Keywords: Antioxidant activity, Phenolics, DPPH, Total antioxidant.


INTRODUCTION

Manilkara hexandra (Roxb.) Dubard (Family: Sapotacae; common name in Hindi: Khirni) is a small to medium sized evergreen tree. It is native to South Asia and Tropical Countries and widely distributed in South, North and Central India-mainly in Rajasthan, Gujrat, Madhya Pradesh and Maharashtra [1]. Leaves, fruits, roots and barks of M. hexandra are well known for their medicinal values. Its bark is used to treat a wide range of gastrointestinal symptoms like ulcers, dyspepsia, opacity of cornea, bronchitis, urethrorrhea, leprosy, astringent, refrigerant, aphrodisiac, alexipharmic, stomachic, anthelminthic, ulorrhagia, ulitis, odontopathy, fever, flatulence, colic, helminthiasis, hyperdipsia, burning sensation and vitiated conditions of pitta [2] and it contains procyanidins, flavonoids, terpenoids and saponins [3]. Fruits of M. hexandra are a good source of minerals, sugars, proteins, carbohydrates and Vitamin A and its consumption is also useful in hallucinations, loss of consciousness, anorexia, dipsia, bronchitis, urethrorrhea, leprosy and antimicrobial property against different bacterial strains [4]. The leaf alcoholic and aqueous extracts were having antimicrobial property [5] and the stem bark methanolic extract has been shown to have antioxidant activity [6].

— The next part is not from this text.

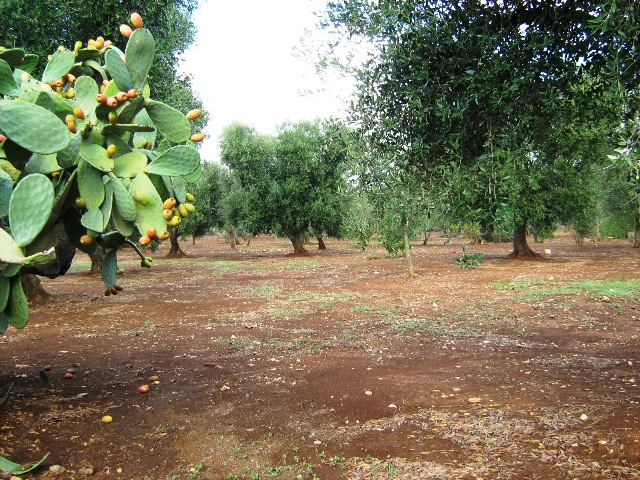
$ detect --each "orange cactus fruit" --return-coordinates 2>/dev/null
[120,23,133,38]
[131,12,142,28]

The majority of pathological conditions like hyperglycemia, cancer, atherosclerosis, rheumatism, cataracts, acquired immune deficiency syndrome, and many other old age and auto-immune diseases are associated with oxidative stress [7]. There are various groups of free radical scavengers, reducing agents/antioxidants, like vitamins C and E, thiols, polyphenols, tri-peptide like glutathione, enzymes such as peroxidase, catalase and superoxide dismutase that act to prevent oxidative damages to deoxyribo nucleic acid (DNA), proteins and lipids [8-10]. Antioxidants can delay, prevent or inhibit the oxidation of other oxidisable substances by scavenging free radicals, reactive oxygen species (ROS) and retreating oxidative stress [11]. Antioxidants are considered as important components of nutraceuticals because these have many health benefits and are extensively used in the foodstuff industry as inhibitors of lipid peroxidation. The interest on the protective biochemical functions of natural antioxidants became increased as they have lesser side effects conversely synthetic antioxidants cause liver damage and carcinogenesis [12]. Vegetables, fruits, seeds, woods, barks, roots, leaf spices and herbs are the potential source of antioxidants [13].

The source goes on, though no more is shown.